Trader Business Dissolution

When the owners of a company want to close down their business in one or all of the jurisdictions where the entity is located, we prepare the necessary documents and file them with the Secretary of State. A company is “dissolved” in its primary jurisdiction where the Articles of Incorporation were originally filed and a company is “surrendered” in any additional jurisdictions where the company applied for the right to transact business.

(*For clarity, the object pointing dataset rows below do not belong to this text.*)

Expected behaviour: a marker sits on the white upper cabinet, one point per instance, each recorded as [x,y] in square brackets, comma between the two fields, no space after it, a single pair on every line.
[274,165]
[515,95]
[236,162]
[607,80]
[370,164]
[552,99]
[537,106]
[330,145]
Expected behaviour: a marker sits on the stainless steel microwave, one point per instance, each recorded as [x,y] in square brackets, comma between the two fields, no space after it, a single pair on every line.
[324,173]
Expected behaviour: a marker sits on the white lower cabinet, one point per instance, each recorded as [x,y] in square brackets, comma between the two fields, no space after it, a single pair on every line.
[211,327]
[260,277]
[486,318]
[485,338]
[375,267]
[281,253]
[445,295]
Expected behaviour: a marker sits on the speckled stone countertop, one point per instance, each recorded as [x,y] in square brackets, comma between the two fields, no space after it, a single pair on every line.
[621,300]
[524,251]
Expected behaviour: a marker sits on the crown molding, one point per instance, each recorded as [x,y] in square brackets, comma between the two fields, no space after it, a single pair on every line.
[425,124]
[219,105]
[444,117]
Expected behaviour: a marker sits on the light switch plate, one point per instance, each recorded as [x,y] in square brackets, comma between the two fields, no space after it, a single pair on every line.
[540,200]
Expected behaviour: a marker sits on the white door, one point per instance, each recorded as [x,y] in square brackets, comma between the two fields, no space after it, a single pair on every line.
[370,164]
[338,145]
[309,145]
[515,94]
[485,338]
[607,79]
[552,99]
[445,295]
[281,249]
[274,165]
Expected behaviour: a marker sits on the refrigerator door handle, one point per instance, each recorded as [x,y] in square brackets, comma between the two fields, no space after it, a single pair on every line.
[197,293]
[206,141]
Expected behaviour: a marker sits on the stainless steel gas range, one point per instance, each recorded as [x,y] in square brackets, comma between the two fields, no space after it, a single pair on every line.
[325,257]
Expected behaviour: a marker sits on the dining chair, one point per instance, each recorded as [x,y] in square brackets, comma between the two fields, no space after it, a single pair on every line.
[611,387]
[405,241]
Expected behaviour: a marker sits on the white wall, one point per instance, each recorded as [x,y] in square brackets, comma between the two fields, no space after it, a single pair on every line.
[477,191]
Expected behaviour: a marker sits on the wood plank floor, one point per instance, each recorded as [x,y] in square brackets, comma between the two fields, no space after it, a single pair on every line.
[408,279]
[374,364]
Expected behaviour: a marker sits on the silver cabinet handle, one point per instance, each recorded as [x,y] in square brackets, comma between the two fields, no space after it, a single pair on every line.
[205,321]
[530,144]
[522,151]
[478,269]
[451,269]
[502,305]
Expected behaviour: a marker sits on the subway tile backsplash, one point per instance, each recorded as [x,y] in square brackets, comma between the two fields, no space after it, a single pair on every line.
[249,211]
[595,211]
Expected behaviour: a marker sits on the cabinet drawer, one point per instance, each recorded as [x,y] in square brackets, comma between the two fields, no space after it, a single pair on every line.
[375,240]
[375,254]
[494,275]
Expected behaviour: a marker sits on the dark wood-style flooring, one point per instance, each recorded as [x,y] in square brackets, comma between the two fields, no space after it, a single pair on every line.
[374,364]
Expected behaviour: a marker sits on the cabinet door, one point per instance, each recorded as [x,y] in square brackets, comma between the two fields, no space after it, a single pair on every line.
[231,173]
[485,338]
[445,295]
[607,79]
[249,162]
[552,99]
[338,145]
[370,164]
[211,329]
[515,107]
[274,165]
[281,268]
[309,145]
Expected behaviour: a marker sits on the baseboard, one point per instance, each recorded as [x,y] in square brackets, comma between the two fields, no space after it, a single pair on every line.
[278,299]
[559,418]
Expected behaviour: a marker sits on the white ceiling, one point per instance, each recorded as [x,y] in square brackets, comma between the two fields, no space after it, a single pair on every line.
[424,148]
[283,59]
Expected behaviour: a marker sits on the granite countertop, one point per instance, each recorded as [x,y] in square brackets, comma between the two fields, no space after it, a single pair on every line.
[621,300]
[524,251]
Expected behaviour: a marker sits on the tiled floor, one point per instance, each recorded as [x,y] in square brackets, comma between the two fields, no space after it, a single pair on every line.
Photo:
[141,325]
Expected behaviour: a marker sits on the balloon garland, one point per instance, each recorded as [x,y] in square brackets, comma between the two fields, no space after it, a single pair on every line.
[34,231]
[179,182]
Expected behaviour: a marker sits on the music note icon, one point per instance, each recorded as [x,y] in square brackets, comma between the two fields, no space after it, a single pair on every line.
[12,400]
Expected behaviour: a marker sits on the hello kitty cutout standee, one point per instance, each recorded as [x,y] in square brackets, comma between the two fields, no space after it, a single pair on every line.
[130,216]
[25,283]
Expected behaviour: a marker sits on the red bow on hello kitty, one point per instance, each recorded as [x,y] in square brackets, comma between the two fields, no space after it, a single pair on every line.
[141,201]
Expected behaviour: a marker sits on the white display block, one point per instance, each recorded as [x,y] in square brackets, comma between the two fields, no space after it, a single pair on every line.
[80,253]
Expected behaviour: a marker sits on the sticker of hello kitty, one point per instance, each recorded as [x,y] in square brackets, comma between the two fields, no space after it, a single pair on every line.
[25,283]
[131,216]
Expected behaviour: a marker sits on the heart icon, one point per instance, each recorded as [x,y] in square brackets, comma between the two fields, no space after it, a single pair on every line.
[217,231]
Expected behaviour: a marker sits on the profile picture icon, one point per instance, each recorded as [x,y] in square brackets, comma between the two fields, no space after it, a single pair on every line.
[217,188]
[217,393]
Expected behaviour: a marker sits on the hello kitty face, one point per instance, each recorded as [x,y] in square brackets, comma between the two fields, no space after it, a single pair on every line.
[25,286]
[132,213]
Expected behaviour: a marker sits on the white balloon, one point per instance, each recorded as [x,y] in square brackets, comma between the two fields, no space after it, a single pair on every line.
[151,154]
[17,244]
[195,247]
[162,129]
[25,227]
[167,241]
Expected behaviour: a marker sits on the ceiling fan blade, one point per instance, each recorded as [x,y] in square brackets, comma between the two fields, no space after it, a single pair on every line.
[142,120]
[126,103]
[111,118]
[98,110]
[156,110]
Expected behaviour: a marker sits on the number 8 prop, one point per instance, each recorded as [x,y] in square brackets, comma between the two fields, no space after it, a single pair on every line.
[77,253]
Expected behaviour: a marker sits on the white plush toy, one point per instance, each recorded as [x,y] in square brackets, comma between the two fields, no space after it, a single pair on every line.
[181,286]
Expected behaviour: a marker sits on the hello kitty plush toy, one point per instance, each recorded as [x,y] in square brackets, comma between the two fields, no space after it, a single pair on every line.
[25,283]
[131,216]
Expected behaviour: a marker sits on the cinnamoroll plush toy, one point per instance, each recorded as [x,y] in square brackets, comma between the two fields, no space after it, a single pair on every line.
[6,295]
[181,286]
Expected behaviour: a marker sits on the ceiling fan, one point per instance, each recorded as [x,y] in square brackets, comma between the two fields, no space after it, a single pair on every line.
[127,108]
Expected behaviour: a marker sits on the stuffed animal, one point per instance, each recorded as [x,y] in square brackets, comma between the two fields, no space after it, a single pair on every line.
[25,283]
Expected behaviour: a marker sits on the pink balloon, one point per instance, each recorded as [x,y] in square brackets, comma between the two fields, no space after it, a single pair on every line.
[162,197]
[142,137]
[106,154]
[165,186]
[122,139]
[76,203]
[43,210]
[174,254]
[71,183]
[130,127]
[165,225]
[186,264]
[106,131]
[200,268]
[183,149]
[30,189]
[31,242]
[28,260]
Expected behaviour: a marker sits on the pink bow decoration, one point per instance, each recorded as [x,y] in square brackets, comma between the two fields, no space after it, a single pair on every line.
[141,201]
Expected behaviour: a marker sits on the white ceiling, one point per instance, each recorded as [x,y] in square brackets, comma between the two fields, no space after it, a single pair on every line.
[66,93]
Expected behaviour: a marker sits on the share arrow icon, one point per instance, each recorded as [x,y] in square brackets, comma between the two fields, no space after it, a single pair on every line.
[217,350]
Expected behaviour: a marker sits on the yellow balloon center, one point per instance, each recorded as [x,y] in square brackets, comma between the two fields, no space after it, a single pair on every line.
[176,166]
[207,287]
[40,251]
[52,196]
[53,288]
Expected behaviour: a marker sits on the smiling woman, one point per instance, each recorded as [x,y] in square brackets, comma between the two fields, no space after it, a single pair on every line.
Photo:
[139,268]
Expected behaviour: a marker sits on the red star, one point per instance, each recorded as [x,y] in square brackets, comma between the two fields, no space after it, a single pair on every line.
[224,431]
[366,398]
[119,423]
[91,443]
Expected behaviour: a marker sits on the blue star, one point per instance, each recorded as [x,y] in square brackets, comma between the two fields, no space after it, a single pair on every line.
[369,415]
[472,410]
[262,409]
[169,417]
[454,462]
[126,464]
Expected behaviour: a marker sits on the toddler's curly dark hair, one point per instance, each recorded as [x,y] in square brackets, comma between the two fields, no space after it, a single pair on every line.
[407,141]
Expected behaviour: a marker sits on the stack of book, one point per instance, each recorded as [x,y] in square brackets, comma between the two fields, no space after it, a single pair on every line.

The Benefits of Filing a Dissolution:

 Avoid paying unnecessary taxes and annual state fees

 Formally close your business with the state of incorporation

 Prevent corporate identity theft, and credit fraud

Without the formal termination of a Corporation or LLC, owners could still be charged fees associated with the business. A Corporation or LLC must file Articles of Dissolution (sometimes referred to as Certificate of Dissolution or Certificate of Cancellation) when it needs to terminate its existence. Whenever a Corporation or LLC is an active entity at the Secretary of State, it is in existence and has specific obligations to that state (such as filing Annual Reports, paying state fees, and paying taxes). Even if the company is not actually doing any business at all, as long as the company is filed with the state, it is considered to be in existence. For this reason, it is important to officially and formally dissolve your entity with the Secretary of State in order to avoid any unnecessary fees.